STEM Courses Lead to NASA Internship for Midway Student
by Delaney Sanders, Baylor PR Senior
In May of 2018, seniors at Midway High School will become the first graduating class to complete four years of learning under the House Bill 5 Endorsement Plan. In honor of this we interviewed students who have achieved especially notable successes through these courses, and asked them to explain how this plan has affected their educational career here at Midway, and their plans for the future.
While most children were playing with toys or watching cartoons, Midway senior Steven Acevedo was planting a seed for what would grow into a lifelong fascination with the constantly evolving worlds of science, technology, engineering and math.
“I’ve always been interested in the field of STEM. It basically started before I was five years old, when my dad was showing me how to navigate one of the old box computers and internet,” Acevedo began.
A few years and several dozen courses later, Acevedo says he has remained “steadfast” with this subject area, eventually fueling his decision to choose the STEM specific endorsement plan during his freshman year at Midway.
Through this plan, Acevedo has capitalized on this fascination and expanded not only his knowledge, but his ability to apply what he has learned.
“My principles of engineering course gathered up all of the information from previous courses and helped solidify all of that knowledge into applied engineering…and how these two things coincided with each other,” said Acevedo. “It helped me solidify the fact that I do want to delve into a computer science or engineering base in the future.”
But for Acevedo, the future came sooner than graduation. After being introduced to an internship program offered by NASA in his aerospace engineering course, he decided to apply for a chance to work closely with these engineers and gain first-hand experience. Not surprisingly, he got it.
“I learned a lot about aerospace engineering and the NASA applications here on Earth through the courses online,” Says Acevedo about his experience. “Once I completed this program I was able to be invited to spend a week on site at the Johnson Space Center last summer. We worked together with NASA scientists and engineers to plan a full mock mission to Mars.”
For the future, Acevedo plans to continue his pace of success with an education at MIT, Cornell, Georgia Technical University, or perhaps a school closer to home. “I want to eventually become a nanotechnology engineer,” he says proudly. “I want to be leading something out of this world that somebody hasn’t experimented width.”

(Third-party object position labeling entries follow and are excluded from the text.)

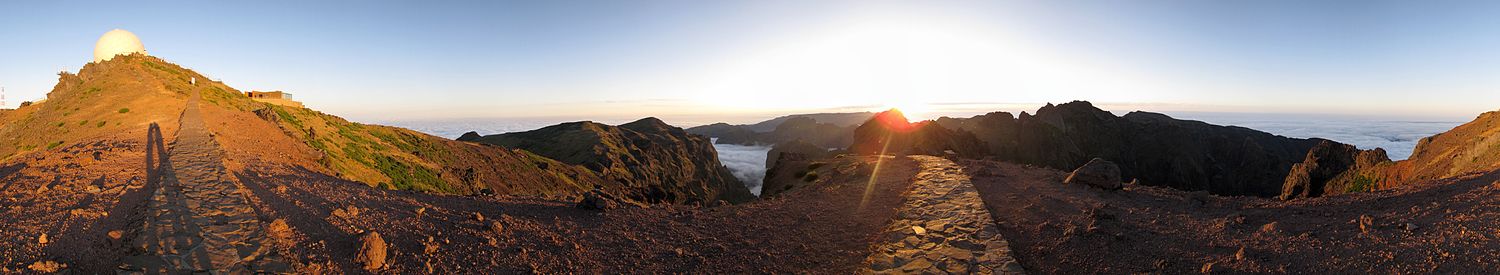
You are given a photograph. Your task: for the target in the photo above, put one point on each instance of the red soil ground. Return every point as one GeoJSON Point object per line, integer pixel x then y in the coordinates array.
{"type": "Point", "coordinates": [1071, 229]}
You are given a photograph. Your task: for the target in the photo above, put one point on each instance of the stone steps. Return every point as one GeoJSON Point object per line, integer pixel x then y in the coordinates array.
{"type": "Point", "coordinates": [942, 227]}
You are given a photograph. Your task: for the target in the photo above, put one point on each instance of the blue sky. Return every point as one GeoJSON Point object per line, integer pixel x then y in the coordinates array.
{"type": "Point", "coordinates": [696, 62]}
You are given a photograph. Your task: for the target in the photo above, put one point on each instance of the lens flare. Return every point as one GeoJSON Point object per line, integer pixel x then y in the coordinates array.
{"type": "Point", "coordinates": [879, 161]}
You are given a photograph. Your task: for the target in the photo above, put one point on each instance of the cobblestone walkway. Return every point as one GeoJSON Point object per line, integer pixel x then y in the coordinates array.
{"type": "Point", "coordinates": [942, 227]}
{"type": "Point", "coordinates": [198, 218]}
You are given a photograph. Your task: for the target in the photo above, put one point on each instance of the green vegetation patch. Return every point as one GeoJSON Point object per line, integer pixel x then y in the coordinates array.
{"type": "Point", "coordinates": [1361, 184]}
{"type": "Point", "coordinates": [407, 176]}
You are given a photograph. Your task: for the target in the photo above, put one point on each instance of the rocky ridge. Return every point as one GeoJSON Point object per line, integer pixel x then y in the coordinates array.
{"type": "Point", "coordinates": [653, 161]}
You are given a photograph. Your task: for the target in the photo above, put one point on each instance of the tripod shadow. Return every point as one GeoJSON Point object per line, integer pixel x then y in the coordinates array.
{"type": "Point", "coordinates": [131, 212]}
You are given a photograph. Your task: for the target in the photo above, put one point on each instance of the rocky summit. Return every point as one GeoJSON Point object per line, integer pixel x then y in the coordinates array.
{"type": "Point", "coordinates": [651, 161]}
{"type": "Point", "coordinates": [1149, 148]}
{"type": "Point", "coordinates": [830, 129]}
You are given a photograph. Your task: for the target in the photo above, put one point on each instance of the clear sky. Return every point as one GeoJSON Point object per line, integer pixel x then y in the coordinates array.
{"type": "Point", "coordinates": [695, 62]}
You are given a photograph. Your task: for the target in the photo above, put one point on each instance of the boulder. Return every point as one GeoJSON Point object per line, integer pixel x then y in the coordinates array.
{"type": "Point", "coordinates": [372, 251]}
{"type": "Point", "coordinates": [1097, 173]}
{"type": "Point", "coordinates": [596, 202]}
{"type": "Point", "coordinates": [470, 135]}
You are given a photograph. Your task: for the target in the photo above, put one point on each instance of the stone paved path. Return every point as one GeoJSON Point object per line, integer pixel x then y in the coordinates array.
{"type": "Point", "coordinates": [198, 218]}
{"type": "Point", "coordinates": [942, 227]}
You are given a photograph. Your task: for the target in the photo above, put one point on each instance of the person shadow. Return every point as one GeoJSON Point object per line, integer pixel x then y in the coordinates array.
{"type": "Point", "coordinates": [155, 154]}
{"type": "Point", "coordinates": [131, 212]}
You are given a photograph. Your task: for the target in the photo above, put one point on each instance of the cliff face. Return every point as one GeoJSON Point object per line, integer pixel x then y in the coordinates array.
{"type": "Point", "coordinates": [654, 161]}
{"type": "Point", "coordinates": [1152, 148]}
{"type": "Point", "coordinates": [1332, 169]}
{"type": "Point", "coordinates": [1470, 148]}
{"type": "Point", "coordinates": [834, 129]}
{"type": "Point", "coordinates": [890, 132]}
{"type": "Point", "coordinates": [123, 96]}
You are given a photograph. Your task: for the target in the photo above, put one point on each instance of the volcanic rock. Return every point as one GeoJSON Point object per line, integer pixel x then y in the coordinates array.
{"type": "Point", "coordinates": [470, 135]}
{"type": "Point", "coordinates": [890, 132]}
{"type": "Point", "coordinates": [651, 161]}
{"type": "Point", "coordinates": [372, 251]}
{"type": "Point", "coordinates": [1097, 173]}
{"type": "Point", "coordinates": [831, 129]}
{"type": "Point", "coordinates": [1331, 169]}
{"type": "Point", "coordinates": [596, 202]}
{"type": "Point", "coordinates": [1152, 148]}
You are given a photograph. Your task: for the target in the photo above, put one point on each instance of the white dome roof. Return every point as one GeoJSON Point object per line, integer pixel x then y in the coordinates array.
{"type": "Point", "coordinates": [117, 42]}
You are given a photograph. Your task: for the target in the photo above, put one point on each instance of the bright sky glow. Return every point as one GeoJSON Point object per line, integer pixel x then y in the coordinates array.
{"type": "Point", "coordinates": [701, 62]}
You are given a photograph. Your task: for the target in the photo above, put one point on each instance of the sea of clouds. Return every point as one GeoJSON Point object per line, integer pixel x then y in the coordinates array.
{"type": "Point", "coordinates": [1395, 134]}
{"type": "Point", "coordinates": [747, 163]}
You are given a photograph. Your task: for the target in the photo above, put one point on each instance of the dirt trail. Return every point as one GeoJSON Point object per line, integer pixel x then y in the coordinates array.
{"type": "Point", "coordinates": [198, 220]}
{"type": "Point", "coordinates": [942, 227]}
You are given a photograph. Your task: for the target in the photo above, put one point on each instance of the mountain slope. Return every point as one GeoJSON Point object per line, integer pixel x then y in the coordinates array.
{"type": "Point", "coordinates": [1470, 148]}
{"type": "Point", "coordinates": [101, 99]}
{"type": "Point", "coordinates": [1151, 148]}
{"type": "Point", "coordinates": [828, 129]}
{"type": "Point", "coordinates": [657, 161]}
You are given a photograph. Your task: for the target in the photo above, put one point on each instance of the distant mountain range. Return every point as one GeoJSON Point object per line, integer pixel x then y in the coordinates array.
{"type": "Point", "coordinates": [648, 160]}
{"type": "Point", "coordinates": [825, 129]}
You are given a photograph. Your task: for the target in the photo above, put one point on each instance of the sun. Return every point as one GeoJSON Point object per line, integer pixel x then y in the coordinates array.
{"type": "Point", "coordinates": [914, 111]}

Steven’s achievements, and plans for the future, were impressive to say the very least. But after the interview had concluded, Steven happened to mention that he was the president of the school’s computer science club.
“Right now we are actually planning an event where we travel to middle schools to teach students about coding,” Acevedo said excitedly. “We are trying to encourage computer science in the Waco area to get Waco more technologically involved, like the other cities in Texas.”
For Acevedo, it would be simple to focus on college applications and his plans for the remainder of his senior year. But before leaving Waco for a life promising continued success, he is focused on enabling our city, and its younger generations, to reach the potential it possesses.
And perhaps, that is the most impressive part of Acevedo’s story after all.